4. Save your work and pause or delete your cluster
Notebooks will auto-save every two minutes, and you can also save by clicking File -> Checkpoint and Save (or Ctrl-S). A saved notebook contains code cells and results, including images. When a notebook is saved in the Jupyter user interface, it is automatically saved back to your workspace bucket. There is no need to back up copies of your notebook to your computer (although you can if you wish). Currently, only notebook (.ipynb) files are saved to the bucket; any other files will stay local to the cluster.
You'll be paying for your cluster as long as it's running, even if you're not doing anything with it, and the costs will add up, so don't leave your cluster running for long periods of time! You can pause and resume your clusters by clicking the pause and play icons in the FireCloud Notebooks tab. When your cluster is paused, you pay for storing the persistent disk in Google Cloud Storage, which is on the order of a single-digit $/month for a default disk of 100GB. (A larger disk would incur higher storage costs.) Resuming your cluster only takes a couple of seconds, so it is a bit faster than deleting your cluster and starting from scratch. Overall pause and resume is a nice option if you're willing to pay a few pennies to keep your progress when you leave work for the night and know you'll be back at it the next day.

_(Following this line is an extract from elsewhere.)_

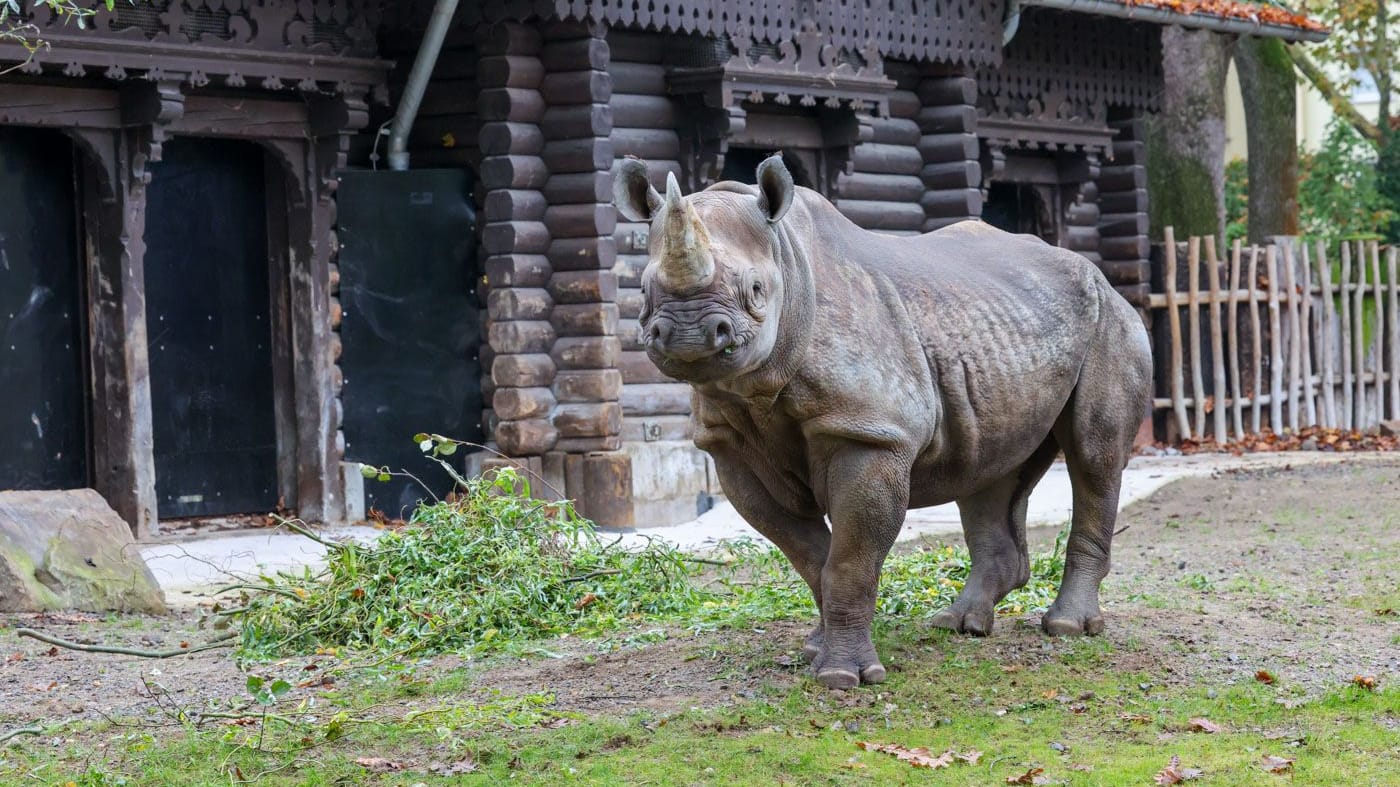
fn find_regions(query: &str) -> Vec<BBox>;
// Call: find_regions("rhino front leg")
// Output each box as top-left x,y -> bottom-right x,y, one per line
711,451 -> 832,661
812,450 -> 909,689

When you're done working for a while and you know you won't come back to your notebook for a few days or more (or ever!), the best thing to do is delete the cluster. It'll be easy enough to spin up a new cluster when you're ready to get back to work. You can delete your cluster in the FireCloud notebooks tab by clicking the trash icon next to your cluster.

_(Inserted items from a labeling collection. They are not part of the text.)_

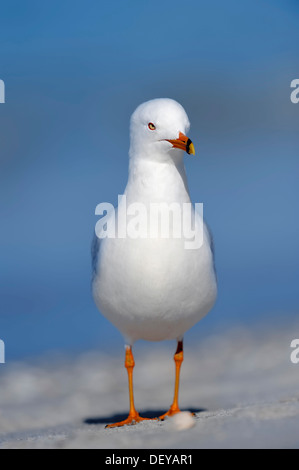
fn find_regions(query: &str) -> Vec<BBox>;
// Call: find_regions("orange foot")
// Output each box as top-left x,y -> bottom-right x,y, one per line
105,411 -> 157,428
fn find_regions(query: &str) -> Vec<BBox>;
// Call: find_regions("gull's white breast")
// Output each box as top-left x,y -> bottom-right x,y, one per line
92,178 -> 217,343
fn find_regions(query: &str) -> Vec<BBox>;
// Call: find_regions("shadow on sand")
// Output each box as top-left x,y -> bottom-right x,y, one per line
83,408 -> 207,424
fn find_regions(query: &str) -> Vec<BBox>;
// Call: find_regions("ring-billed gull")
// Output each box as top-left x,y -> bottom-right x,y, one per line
92,98 -> 217,427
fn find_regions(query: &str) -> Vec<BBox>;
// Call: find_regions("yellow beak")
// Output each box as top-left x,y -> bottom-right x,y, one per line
165,132 -> 195,155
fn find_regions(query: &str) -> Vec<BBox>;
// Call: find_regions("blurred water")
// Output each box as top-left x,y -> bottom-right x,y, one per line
0,0 -> 299,360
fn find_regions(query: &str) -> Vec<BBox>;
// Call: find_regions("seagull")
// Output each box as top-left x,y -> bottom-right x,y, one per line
92,98 -> 217,428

To help save costs, FireCloud will automatically pause any clusters that are idle for longer than 30 minutes, unless otherwise specified at creation time. Just as when you pause the cluster manually, auto-pausing retains all data stored on the cluster, and there is a very small fee associated with the data persistence (see previous section). This helps protect against incurring costs in case you forget to pause or delete a cluster when you’re done using it. If you wish, you can modify or disable the auto-pause threshold at cluster creation time. Note that if a notebook is open in a browser tab (even if it's not in a tab you are actively looking at or it's in the background), then the notebook is not considered idle.

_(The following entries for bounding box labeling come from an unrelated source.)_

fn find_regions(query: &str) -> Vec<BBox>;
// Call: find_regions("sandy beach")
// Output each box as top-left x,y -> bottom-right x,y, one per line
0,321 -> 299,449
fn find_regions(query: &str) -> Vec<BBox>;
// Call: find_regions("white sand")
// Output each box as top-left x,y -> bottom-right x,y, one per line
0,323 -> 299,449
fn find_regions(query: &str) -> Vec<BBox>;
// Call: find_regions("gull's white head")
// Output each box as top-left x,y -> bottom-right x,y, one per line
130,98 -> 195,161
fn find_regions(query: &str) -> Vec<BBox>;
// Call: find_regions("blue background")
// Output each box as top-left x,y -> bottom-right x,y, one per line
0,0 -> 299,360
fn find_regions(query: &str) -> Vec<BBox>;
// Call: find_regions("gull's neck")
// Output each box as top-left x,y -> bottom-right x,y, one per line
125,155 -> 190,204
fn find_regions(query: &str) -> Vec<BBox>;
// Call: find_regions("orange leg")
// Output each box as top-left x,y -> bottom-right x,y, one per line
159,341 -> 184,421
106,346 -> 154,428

6. Tips for long-running computations
Jupyter doesn’t support running notebooks in the background. When you kick off a long running cell in a notebook, it will keep running as long as the notebook is open in a browser tab. However, if you close the tab (or your laptop goes to sleep), the task will continue running on the cluster, but it won't report the result back to the notebook cell. Because of this, a best practice for long running tasks is to write the result to file somewhere like the local filesystem on the master node, Hadoop Distributed File System (HDFS), or GCS. That way you should still be able to retrieve results if you lose connectivity to your notebook.
It is also advisable to disable or increase the auto-pause threshold if you need to run long-running tasks. Pausing a cluster will kill any computations in progress. The auto-pause threshold is currently configurable at cluster creation time. In the future we plan to make this configurable without needing to recreate your cluster.
7. Jupyter Terminal
In addition to notebooks, Jupyter also provides an in-browser bash terminal. This can be useful in general for running bash commands/scripts and exploring data. To access it, click the Jupyter logo in the upper-left of your notebook:
This will bring you to the Jupyter tree view. Then click New -> Terminal to access the terminal:
Note however, that nothing you type in this terminal will be captured in the notebook.